Um die beste Schule für ihr Kind zu finden, vergleichen Eltern pädagogische Konzepte, Fremdsprachen-Angebote und das Mittagsmenü der weiterführenden Schulen. Ihr Kind hat bei der Auswahl allerdings ganz andere Prioritäten.

Eine Kolumne von Katja Schnitzler

Es roch genau wie früher, da konnte sich die Schule noch so modern präsentieren. Schon beim Eintreten war den Eltern dieser Geruch nach Kreide, alten Turnschuhen und billigen Putzmitteln in die Nase gestiegen. Er weckte Erinnerungen an die eigene Schulzeit, nicht nur angenehme.
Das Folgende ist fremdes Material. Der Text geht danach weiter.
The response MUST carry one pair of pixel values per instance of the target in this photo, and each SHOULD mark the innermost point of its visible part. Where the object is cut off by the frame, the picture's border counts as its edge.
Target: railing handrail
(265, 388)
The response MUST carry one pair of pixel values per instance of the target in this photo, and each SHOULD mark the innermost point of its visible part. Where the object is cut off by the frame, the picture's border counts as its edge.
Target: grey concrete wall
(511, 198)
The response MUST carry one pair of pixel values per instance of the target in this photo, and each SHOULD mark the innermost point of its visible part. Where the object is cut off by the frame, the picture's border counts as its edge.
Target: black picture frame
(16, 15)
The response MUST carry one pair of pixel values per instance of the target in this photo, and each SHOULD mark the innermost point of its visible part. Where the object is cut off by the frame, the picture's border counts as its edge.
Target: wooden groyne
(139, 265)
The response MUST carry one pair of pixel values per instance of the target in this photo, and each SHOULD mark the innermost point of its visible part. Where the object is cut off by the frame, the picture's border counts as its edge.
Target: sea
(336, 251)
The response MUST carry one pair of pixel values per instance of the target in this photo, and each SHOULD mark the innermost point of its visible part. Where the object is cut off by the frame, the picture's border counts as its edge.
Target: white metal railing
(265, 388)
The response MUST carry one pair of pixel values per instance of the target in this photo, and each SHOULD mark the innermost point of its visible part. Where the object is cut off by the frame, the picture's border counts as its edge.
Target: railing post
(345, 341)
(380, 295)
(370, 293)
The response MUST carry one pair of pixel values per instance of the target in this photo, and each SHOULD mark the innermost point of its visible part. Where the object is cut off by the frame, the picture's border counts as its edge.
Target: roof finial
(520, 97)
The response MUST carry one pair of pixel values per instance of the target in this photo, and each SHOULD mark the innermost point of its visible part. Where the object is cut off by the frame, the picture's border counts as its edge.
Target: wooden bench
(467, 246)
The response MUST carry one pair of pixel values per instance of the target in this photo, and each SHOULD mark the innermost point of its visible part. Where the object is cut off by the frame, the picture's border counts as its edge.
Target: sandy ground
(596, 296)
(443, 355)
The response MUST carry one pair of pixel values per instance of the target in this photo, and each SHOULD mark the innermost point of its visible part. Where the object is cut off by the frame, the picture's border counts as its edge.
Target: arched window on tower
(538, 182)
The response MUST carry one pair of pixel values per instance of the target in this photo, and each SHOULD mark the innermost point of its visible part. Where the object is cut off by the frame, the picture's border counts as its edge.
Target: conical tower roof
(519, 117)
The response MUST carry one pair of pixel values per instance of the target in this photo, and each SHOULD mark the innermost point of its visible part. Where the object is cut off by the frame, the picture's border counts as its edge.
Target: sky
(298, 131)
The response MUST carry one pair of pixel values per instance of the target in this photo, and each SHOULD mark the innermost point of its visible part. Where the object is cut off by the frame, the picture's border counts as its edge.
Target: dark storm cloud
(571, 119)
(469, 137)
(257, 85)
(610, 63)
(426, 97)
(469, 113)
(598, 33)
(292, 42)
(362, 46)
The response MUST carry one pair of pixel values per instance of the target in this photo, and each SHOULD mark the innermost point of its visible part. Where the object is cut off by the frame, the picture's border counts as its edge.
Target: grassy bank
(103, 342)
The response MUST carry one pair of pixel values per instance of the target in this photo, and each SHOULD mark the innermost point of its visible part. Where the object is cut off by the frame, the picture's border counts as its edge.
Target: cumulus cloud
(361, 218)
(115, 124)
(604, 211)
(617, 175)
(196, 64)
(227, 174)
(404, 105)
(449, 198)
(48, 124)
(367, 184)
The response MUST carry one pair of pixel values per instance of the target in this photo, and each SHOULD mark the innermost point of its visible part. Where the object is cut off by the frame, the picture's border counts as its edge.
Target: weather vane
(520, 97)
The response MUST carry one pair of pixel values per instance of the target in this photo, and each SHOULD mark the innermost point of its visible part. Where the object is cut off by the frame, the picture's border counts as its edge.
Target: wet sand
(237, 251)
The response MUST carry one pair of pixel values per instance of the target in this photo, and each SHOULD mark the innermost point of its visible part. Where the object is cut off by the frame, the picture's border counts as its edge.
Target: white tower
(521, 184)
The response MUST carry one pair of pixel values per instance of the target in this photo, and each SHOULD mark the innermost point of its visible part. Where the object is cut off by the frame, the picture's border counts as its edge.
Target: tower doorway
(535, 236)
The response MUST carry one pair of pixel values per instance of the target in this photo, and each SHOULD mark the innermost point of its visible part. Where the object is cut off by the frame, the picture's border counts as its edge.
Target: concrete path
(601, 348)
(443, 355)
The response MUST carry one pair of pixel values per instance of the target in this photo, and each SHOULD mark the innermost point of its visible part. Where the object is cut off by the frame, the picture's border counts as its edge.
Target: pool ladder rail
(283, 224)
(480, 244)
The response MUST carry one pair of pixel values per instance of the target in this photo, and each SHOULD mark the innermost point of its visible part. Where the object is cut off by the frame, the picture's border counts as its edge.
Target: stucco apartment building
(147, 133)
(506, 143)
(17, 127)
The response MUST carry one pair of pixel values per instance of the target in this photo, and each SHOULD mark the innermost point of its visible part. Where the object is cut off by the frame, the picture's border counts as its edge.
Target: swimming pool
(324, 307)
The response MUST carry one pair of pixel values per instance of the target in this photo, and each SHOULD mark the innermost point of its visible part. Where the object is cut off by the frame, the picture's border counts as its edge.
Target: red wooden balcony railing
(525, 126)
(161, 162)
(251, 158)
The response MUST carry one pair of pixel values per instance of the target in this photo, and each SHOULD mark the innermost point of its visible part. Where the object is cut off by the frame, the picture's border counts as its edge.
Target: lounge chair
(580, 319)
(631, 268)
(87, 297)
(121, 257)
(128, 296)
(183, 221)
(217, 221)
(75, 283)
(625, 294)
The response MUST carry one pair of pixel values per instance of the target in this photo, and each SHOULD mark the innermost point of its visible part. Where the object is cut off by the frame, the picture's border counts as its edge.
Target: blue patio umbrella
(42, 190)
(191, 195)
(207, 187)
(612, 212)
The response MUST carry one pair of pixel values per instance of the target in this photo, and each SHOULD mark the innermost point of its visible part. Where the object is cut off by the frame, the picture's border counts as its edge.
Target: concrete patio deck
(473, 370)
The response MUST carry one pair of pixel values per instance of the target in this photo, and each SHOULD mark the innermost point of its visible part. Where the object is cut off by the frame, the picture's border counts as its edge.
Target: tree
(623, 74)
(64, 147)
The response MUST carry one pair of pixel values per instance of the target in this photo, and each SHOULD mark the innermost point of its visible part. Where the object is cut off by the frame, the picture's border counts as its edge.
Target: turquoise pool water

An den Mathe-Meier, der seinen Neid auf die pubertär-potenten 15-Jährigen nie verhehlen konnte und sich mit gemeinen Ausfrage-Techniken rächte. An die Sport-Faber, die bei den Mädchen nur noch "Sport, fader" hieß, seitdem die Lehrerin sie an ihrer Schwangerschaftsgymnastik teilhaben ließ. Oder an den Latein-Schmid, der wohl über die Abschaffung des Titels "Oberlehrer" ein paar Tränen vergossen hatte und im Unterricht lieber gezielt mit Kreide warf, als seine Schüler aufzurufen.

Auch wegen solcher Erinnerungen waren die Eltern hier: Ihr Kind sollte es einmal besser haben. Und das hing sicher auch von ihrer Entscheidung für die weiterführende Schule ab. Wählten sie die falsche, hätte ihr Kind womöglich unter Lehrern im Selektionswahn, langweiligem Unterricht und sozial inkompatiblen Klassenkameraden zu leiden. Dann würde ihr Kind schlechtere Noten bekommen, nicht das Studienfach seiner Wahl belegen können, vom ungeliebten Beruf frustriert sein, deswegen eine unglückliche Ehe führen und dereinst zu wenig Rente bekommen. Wenn es noch halbwegs gut lief.

Diesen Eindruck hatten die Eltern zumindest bekommen, wenn sie sich im Lauf der Grundschule mit anderen Müttern und Vätern unterhielten. Diese hatten schon in der dritten Klasse an den Informationsabenden der weiterführenden Schulen teilgenommen und ausführliche Plus-Minus-Listen angelegt.

Nun betraten die Eltern mit ihrem Viertklässler an der Hand die erste der drei Schulen, deren Infoveranstaltung sie besuchen wollten, und sogen den Schulgeruch ein. Sie waren gut vorbereitet, hatten das pädagogische Konzept der Einrichtung studiert. Der Sohn hatte seine Freunde gefragt, auf welche Schule sie gehen würden.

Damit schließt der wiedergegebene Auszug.